Abstract:
Video Summarization has been one of the most interested research and development
field since the late 2000s, thanks to the evolution of social media and the internet, due
to the influence to provide a concise and meaningful summary of large-scale video.
Even though the video summarization has been elongated through several non-ML and
traditional based techniques and ML-based techniques, generation of correct and
required summaries from the video is yet a limitation. To overcome this concern,
different techniques have been attempted including vision-based approaches and NLP
related approaches. With the inspiration of NLP related Transformer networks,
researchers are looking to integrate such sequence-based learning algorithm into the
video dimension as to apply spatiotemporal extractions. Despite the VS
implementations, another extension of VS has been exponentially emphasized, namely
TVS which generates the summaries of the video via a text format.

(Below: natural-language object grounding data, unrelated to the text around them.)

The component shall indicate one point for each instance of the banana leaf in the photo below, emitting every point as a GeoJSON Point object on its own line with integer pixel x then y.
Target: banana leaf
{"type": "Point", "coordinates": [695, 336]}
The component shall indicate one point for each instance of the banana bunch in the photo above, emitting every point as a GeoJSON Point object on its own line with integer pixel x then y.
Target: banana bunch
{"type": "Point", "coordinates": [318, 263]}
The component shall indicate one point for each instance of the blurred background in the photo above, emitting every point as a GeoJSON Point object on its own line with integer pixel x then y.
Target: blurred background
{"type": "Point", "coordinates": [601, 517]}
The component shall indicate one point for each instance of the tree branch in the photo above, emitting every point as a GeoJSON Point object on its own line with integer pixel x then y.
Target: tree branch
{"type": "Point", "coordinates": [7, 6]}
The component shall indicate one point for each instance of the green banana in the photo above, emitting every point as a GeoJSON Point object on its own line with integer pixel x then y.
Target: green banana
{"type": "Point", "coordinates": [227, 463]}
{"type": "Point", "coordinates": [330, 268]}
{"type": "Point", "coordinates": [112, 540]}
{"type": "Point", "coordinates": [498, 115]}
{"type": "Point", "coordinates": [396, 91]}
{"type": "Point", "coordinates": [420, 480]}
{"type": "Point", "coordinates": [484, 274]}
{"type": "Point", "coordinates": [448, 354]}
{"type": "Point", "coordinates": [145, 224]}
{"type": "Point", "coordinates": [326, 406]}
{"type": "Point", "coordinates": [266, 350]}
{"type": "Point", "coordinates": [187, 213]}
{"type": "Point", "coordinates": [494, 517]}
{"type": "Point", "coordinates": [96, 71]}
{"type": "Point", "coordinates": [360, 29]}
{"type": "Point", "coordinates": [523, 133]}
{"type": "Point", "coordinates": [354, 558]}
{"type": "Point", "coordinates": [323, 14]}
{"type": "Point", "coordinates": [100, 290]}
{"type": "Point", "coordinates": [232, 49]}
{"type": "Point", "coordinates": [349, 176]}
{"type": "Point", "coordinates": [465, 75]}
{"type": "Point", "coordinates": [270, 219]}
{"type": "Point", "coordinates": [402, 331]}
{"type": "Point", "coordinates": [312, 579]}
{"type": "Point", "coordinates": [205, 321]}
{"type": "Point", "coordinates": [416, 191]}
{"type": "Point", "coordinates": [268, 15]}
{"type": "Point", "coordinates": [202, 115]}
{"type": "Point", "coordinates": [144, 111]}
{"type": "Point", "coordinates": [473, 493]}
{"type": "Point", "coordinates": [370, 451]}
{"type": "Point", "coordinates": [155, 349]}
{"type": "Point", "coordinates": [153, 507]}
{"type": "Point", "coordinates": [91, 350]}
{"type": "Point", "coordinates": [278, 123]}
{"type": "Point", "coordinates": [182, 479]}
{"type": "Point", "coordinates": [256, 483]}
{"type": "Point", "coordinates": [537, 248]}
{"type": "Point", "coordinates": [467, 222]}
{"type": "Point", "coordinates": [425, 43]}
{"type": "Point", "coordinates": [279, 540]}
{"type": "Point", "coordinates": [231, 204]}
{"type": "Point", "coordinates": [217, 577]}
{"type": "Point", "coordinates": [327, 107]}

Simply the evolution of VS towards TVS is not a straightforward journey since a lot
of blockers have been eliminated using UL, RL, and SL based frameworks. When it
comes to the STOA methods in TVS, Transformer based methods are eventually
highlighted along the T5 based NLP frameworks. Since this area is still at the ground
level, a lot of unknow facts and issues can be explored. Especially the attention-based
sequence modelling of the learning algorithm should be carefully imitated to achieve
the best accuracy improvements. All the improvements are subjected to apply into a
real-time application ulteriorly. To tackle such improvements, a novel standalone
method should be introduced with the simplest network layout which can be applicable
to the embedded devices. This is where the Simple Rule-based Machine Learning
Network to Text-based Video Summarization (SiRuML-TVS) has been unveiled.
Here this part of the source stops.